An quisquam est alius liber, nisi ducere vitam, Cui licet, ut voluit? licet ut volo vivere: non sum Liberior Bruto? — Mendose colligis, inquit Stoicus hic aurem mordaci lotus aceto, Haec reliqua accipio licet illud et ut volo tolle.
Vindicta postquam — meus a praetore recessi Cur mihi non liceat, iussit quodcumque voluntas,
Excepto si quid Masuri rubrica vetavit?note 1
Доктор выслушивал стук горячей крови в жилах разметавшегося больного негра, прислушивался к звукам странной латинской речи, силясь вспомнить, кому из латинских поэтов бронзового века принадлежат эти варварские строчки о свободе. Тем временем комната постепенно наполнялась людьми. Бесшумно входили разнообразные, низкорослые и высокие, курчавые и в седых париках, степенные, спокойные люди в цветных и черных, расшитых золотом камзолах, осанистые, тихие, озабоченные. Потом появился странно бледный высокий и курчавый человек с желтоватыми белками и, проведя рукой по белому парику, сверкая перстнями на правой руке, обнаружил белые руки с синевато-желтыми ногтями.
За стеной выла и стонала декабрьская вьюга. Четыре занавешенных окна отделяли от нее. Две жаровни, стоявшие на полу, разливали тепло. Больной, роняя подушку, вырвал руку из пальцев доктора. Доктор встал. Озираясь, он обратился к белому человеку с синими ногтями:
— И выговорите, что это ваш слуга, и выговорите, что это ваш раб! Этот человек, ночью в бреду читающий сатиры знаменитого Персия так, что ему позавидовал бы любой академик?! Что это за бред? Неужели я схожу с ума? Кто вы такие?

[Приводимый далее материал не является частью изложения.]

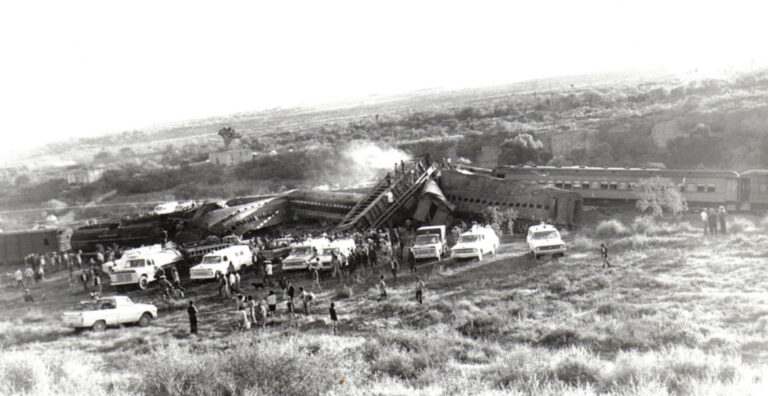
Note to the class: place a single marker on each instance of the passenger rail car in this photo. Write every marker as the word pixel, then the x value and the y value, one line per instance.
pixel 473 193
pixel 606 185
pixel 16 245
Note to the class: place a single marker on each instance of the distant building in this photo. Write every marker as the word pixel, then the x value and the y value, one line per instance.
pixel 84 176
pixel 230 157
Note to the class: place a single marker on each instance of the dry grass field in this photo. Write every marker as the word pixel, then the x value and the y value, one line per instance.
pixel 679 313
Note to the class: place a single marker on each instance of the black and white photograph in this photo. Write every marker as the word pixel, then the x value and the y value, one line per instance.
pixel 233 198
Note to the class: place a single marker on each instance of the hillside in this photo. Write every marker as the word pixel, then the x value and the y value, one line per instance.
pixel 681 122
pixel 677 314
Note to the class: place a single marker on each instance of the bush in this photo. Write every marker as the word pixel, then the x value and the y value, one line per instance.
pixel 740 224
pixel 611 229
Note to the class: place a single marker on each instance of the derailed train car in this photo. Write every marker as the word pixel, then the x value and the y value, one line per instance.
pixel 473 192
pixel 16 245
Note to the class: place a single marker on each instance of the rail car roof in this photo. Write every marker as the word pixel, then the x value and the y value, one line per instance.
pixel 755 172
pixel 590 169
pixel 34 231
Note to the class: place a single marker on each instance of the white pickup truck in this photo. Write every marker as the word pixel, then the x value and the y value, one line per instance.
pixel 476 242
pixel 109 311
pixel 140 269
pixel 430 243
pixel 545 239
pixel 304 252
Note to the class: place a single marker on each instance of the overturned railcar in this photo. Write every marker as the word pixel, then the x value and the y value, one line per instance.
pixel 472 193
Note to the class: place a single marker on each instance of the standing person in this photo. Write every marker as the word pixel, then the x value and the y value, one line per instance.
pixel 84 279
pixel 393 266
pixel 268 274
pixel 712 218
pixel 382 289
pixel 411 261
pixel 306 298
pixel 314 268
pixel 419 290
pixel 192 312
pixel 334 318
pixel 272 303
pixel 604 254
pixel 19 277
pixel 223 288
pixel 29 274
pixel 721 215
pixel 96 283
pixel 251 306
pixel 290 292
pixel 176 279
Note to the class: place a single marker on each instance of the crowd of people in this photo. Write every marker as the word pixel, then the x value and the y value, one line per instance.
pixel 712 218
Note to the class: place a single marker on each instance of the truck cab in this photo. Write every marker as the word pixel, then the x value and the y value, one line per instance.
pixel 476 243
pixel 140 269
pixel 302 253
pixel 544 239
pixel 430 243
pixel 109 311
pixel 218 262
pixel 342 247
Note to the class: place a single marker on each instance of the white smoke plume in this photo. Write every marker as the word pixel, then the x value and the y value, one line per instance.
pixel 361 163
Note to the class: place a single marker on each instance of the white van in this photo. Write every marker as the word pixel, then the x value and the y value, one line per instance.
pixel 141 266
pixel 476 242
pixel 342 247
pixel 302 253
pixel 218 262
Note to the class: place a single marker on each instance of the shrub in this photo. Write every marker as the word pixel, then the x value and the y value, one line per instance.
pixel 611 228
pixel 584 243
pixel 740 224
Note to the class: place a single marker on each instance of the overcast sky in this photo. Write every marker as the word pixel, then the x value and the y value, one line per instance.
pixel 72 68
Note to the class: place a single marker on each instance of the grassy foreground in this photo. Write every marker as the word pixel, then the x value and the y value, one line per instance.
pixel 679 314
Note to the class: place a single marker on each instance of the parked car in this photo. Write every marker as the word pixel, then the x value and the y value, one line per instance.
pixel 545 239
pixel 342 247
pixel 238 256
pixel 302 253
pixel 477 242
pixel 430 243
pixel 140 268
pixel 109 311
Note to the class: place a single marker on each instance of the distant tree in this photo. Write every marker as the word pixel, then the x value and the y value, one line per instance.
pixel 102 156
pixel 659 195
pixel 521 149
pixel 22 181
pixel 229 135
pixel 502 221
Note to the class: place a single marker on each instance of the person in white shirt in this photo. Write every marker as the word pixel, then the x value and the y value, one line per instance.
pixel 19 276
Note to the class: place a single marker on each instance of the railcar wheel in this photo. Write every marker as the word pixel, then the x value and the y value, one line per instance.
pixel 145 320
pixel 99 326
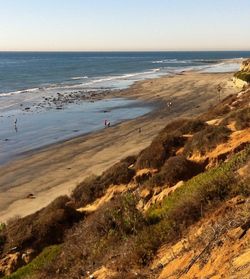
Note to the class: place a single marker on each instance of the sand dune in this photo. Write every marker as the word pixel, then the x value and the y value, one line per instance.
pixel 57 169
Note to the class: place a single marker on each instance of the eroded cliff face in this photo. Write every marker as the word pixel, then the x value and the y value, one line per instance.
pixel 242 78
pixel 245 67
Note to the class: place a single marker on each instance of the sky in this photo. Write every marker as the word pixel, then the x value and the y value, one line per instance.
pixel 124 25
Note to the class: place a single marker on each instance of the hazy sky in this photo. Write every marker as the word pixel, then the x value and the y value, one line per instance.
pixel 124 24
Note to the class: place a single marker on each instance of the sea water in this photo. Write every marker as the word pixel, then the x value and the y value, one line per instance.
pixel 28 77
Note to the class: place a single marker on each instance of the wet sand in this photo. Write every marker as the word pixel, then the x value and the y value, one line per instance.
pixel 57 169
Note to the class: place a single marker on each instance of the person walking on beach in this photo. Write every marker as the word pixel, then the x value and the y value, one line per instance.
pixel 107 123
pixel 15 125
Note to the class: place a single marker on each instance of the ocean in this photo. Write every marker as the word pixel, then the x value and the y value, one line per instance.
pixel 22 72
pixel 28 78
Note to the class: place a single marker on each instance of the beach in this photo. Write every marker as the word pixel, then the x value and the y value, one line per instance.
pixel 56 169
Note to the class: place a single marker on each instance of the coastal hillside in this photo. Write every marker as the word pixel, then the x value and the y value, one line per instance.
pixel 178 209
pixel 244 73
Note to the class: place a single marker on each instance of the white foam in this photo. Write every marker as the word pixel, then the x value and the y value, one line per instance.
pixel 18 92
pixel 76 78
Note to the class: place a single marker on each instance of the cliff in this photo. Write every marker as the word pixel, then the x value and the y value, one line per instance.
pixel 179 209
pixel 242 78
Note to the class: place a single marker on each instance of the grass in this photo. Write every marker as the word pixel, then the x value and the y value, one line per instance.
pixel 245 76
pixel 167 142
pixel 43 228
pixel 241 118
pixel 2 236
pixel 188 204
pixel 40 262
pixel 207 139
pixel 162 147
pixel 94 187
pixel 175 169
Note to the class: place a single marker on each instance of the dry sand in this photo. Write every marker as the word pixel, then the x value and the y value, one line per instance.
pixel 57 169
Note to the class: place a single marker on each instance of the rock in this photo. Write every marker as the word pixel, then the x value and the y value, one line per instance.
pixel 10 263
pixel 145 194
pixel 235 233
pixel 28 255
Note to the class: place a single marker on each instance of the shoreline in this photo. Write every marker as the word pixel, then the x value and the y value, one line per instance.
pixel 58 168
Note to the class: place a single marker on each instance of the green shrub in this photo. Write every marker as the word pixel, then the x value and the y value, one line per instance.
pixel 241 118
pixel 207 139
pixel 44 227
pixel 162 147
pixel 94 187
pixel 245 76
pixel 39 263
pixel 187 204
pixel 175 169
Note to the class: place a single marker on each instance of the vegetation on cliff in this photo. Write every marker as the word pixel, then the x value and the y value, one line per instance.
pixel 172 186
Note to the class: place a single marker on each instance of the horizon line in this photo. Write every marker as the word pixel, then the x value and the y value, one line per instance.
pixel 206 50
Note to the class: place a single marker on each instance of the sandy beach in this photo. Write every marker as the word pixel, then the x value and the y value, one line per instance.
pixel 57 169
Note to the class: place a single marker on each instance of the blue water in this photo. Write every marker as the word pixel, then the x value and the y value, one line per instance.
pixel 27 78
pixel 28 70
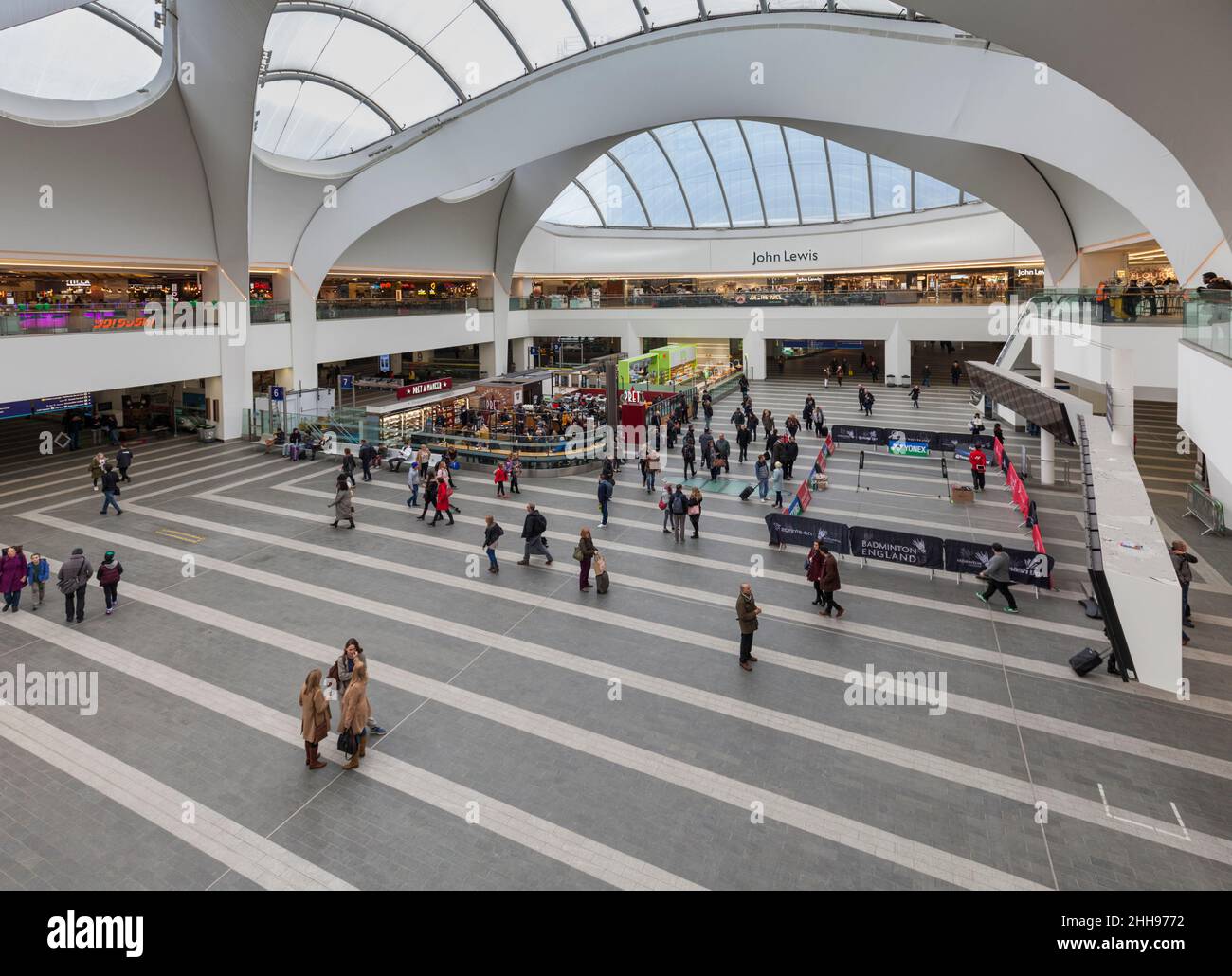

— Доктор, дорогой доктор, пусть снизойдет покой на ваше сердце, пусть в карманах вашего камзола находится золото, — об этом мы позаботимся, — но спасите нашего раба. Что же делать, маленький остров на далеком океане полон и не таких страшных тайн и чудес. Ваши вопросы заслуживают ответа на условиях полной взаимности. Ведь мы не спросили у вас, при входе диплома парижского университета на право врачевания. Мы доверились вам, хотя знали, что наши люди встретили вас случайно. Мы имели право спросить вас. Если вы не французский врач, то вы можете погубить нашего больного, если наш больной говорит по латыни, с вами ничего не случится.
Note1
Вот она, чистая свобода, вот что нам приносят в дар пилеи. Кто же свободен, как не тот, кому можно жить, как он хочет? Я могу жить, как хочу: разве я не свободнее Брута? «Твое заключение неверно, — говорит при этом стоик, у которого уши промыты едким уксусом, — отбрось это „все могут и как угодно“, остальное я принимаю. С тех пор как я, в силу обряда отпущения на свободу, возвратился от претора человеком свободным, отчего бы мне не позволить себе всего, что повелевает моя воля, за исключением лишь запрещенного в рубриках Мазурия?"